Allí, escribió Camus: «Si este mundo no tiene un sentido superior, si el hombre tiene sólo al hombre como garante, basta con que un hombre cercene a un solo ser de la sociedad de los vivos para que él mismo se excluya de ella».
Defensor férreo de la batalla por las libertades individuales, admirador de Tolstói y de Dostoievski, Camus fue un incansable luchador contra los totalitarismos que habían desgarrado el mundo años antes y la violencia y el odio que predicaban.
El último eslabón de la historia moderna dentro de esta cadena de defensores de la no violencia fue el reverendo Martin Luther King, en los Estados Unidos de mediados de siglo XX. Tomó el ejemplo de Gandhi en la India y lejos de responder a los ataques y agresiones, creía que al segregacionismo racial se le podía ganar la batalla con amor, no con odio. Los hechos de violencia, como el ataque de la policía local a los manifestantes en el puente de Selma, no pudieron con las convicciones de un pueblo oprimido que había decidido salir de las sombras. Si se siembra violencia, indefectiblemente se cosechará violencia. La brecha racial fue sellada no con enfrentamientos entre bandos, sino gracias a la resistencia. O mejor dicho, a la resiliencia del pueblo afroamericano, porque el perdón es de las acciones más honrosas que una persona puede realizar.
Por eso, todos recuerdan el ilustre discurso en Washington, frente al monumento de Abraham Lincoln.
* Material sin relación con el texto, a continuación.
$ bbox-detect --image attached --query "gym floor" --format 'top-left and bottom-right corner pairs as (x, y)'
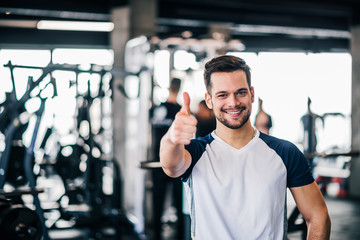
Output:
(47, 195), (360, 240)
(288, 196), (360, 240)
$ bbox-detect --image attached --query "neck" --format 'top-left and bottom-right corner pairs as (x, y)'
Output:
(214, 120), (255, 149)
(167, 92), (178, 104)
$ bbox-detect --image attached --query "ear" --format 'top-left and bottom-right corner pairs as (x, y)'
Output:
(205, 93), (213, 109)
(250, 87), (255, 103)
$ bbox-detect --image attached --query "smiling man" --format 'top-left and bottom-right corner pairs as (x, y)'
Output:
(159, 55), (331, 240)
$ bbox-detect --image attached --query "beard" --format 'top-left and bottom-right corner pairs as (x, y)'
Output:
(215, 106), (251, 129)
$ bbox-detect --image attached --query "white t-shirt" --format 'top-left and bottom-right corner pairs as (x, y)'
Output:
(182, 130), (314, 240)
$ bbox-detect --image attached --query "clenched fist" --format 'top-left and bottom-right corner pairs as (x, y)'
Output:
(168, 92), (198, 145)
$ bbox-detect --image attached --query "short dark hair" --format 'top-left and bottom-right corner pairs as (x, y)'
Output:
(204, 55), (251, 93)
(169, 77), (181, 94)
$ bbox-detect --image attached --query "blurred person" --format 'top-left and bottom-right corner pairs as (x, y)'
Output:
(254, 97), (273, 134)
(159, 55), (330, 239)
(150, 77), (184, 240)
(195, 100), (216, 138)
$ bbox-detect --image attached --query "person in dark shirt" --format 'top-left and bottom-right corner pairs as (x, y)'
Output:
(150, 77), (184, 240)
(195, 100), (216, 138)
(254, 98), (272, 134)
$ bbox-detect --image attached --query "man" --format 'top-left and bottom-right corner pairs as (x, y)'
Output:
(195, 100), (216, 138)
(159, 55), (331, 239)
(255, 97), (273, 134)
(150, 77), (184, 240)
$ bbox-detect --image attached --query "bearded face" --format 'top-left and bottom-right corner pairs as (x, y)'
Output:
(205, 70), (254, 130)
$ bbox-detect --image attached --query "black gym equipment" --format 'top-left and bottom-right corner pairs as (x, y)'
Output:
(0, 111), (32, 188)
(0, 189), (44, 240)
(53, 72), (135, 237)
(287, 97), (359, 240)
(0, 60), (145, 239)
(301, 97), (346, 168)
(0, 61), (60, 240)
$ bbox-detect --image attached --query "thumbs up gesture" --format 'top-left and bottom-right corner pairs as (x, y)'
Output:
(168, 92), (198, 145)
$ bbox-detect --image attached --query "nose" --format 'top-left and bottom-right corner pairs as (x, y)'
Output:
(227, 94), (239, 107)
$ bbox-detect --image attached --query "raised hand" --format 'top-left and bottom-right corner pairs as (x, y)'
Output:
(168, 92), (197, 145)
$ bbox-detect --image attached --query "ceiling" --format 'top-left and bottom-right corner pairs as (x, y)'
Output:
(1, 0), (360, 52)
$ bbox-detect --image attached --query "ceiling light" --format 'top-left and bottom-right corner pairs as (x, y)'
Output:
(232, 24), (350, 39)
(37, 20), (114, 32)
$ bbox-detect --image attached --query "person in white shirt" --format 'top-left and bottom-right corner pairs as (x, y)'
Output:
(159, 55), (331, 239)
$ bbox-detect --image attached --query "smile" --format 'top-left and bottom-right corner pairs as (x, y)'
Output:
(223, 109), (243, 118)
(222, 107), (245, 115)
(228, 111), (240, 114)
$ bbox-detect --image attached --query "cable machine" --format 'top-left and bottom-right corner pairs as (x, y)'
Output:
(0, 60), (145, 239)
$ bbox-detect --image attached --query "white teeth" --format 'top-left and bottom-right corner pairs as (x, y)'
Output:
(228, 111), (240, 114)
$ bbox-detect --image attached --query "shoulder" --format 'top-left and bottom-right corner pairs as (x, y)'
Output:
(258, 132), (307, 168)
(181, 134), (214, 181)
(186, 134), (214, 154)
(151, 103), (166, 115)
(259, 132), (314, 187)
(164, 101), (181, 109)
(259, 132), (300, 155)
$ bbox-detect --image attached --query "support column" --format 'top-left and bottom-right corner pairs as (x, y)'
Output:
(130, 0), (157, 38)
(111, 0), (157, 234)
(350, 25), (360, 197)
(111, 6), (130, 205)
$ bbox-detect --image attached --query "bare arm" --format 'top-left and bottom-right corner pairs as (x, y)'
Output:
(160, 133), (193, 177)
(290, 181), (331, 240)
(160, 92), (197, 178)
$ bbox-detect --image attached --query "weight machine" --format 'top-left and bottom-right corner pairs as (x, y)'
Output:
(0, 60), (59, 240)
(287, 97), (359, 239)
(0, 60), (142, 239)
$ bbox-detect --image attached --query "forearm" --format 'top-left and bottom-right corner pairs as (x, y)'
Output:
(160, 132), (189, 178)
(291, 182), (331, 240)
(159, 92), (196, 178)
(306, 211), (331, 239)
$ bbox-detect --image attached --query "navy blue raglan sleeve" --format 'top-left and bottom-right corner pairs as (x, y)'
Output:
(280, 141), (314, 187)
(260, 133), (314, 188)
(180, 136), (209, 182)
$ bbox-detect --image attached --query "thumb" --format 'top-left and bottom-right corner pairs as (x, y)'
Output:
(180, 92), (191, 116)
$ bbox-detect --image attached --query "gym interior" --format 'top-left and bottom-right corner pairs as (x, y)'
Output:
(1, 1), (360, 239)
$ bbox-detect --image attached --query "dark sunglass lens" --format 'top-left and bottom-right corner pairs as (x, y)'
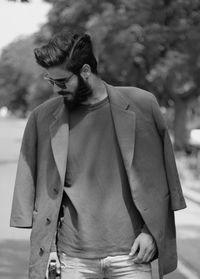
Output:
(55, 82), (66, 89)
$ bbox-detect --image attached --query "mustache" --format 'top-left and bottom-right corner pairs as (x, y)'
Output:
(57, 91), (71, 96)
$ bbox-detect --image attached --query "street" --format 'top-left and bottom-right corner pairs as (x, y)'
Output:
(0, 117), (199, 279)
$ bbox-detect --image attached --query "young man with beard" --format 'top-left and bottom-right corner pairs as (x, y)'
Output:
(10, 31), (186, 279)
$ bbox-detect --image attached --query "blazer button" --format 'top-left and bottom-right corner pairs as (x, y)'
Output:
(46, 218), (51, 225)
(39, 248), (44, 256)
(53, 188), (59, 195)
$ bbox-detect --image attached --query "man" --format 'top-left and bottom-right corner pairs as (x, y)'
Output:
(10, 30), (186, 279)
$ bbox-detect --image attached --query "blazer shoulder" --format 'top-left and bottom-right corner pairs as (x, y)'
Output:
(117, 86), (155, 103)
(116, 86), (157, 115)
(29, 96), (63, 120)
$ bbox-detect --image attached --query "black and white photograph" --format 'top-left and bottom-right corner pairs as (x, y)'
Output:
(0, 0), (200, 279)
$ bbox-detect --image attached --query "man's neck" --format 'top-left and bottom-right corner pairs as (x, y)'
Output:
(81, 78), (108, 105)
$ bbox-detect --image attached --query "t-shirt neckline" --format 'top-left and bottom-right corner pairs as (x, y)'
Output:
(79, 96), (109, 111)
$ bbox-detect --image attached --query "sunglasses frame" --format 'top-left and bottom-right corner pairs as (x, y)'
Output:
(44, 73), (74, 89)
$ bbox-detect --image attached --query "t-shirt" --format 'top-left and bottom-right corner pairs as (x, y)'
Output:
(57, 96), (145, 258)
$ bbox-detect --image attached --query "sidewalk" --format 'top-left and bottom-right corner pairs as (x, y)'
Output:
(176, 152), (200, 203)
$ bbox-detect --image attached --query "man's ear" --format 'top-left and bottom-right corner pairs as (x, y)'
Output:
(80, 64), (91, 80)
Allí sentenció para toda la posteridad: Sueño que mis cuatro hijos vivirán un día en un país en el cual no serán juzgados por el color de piel, sino por los rasgos de su personalidad.
¿Podrá el ser humano desligarse de la violencia para siempre? Es una pregunta difícil de responder: sé que, en el mundo, hay más bondad que maldad, y hay que seguir insistiendo. Se ha avanzado mucho en la defensa por la igualdad y la equidad en los grupos sociales marginados y olvidados, si bien es indispensable recordar siempre que si el camino hacia la obtención de nuevos derechos ha de ser sostenido por la violencia, habremos retrocedido. Aparecerán nuevos exponentes de la práctica no violenta que continuarán luchando por la unidad y la solidaridad entre las personas en tiempos en que, a veces, nos vemos amenazados con repetir viejos errores.
Pero como escribió Camus: en los hombres hay más cosas dignas de admiración que de desprecio. Contra todo tipo de violencia, prefiero creer en eso.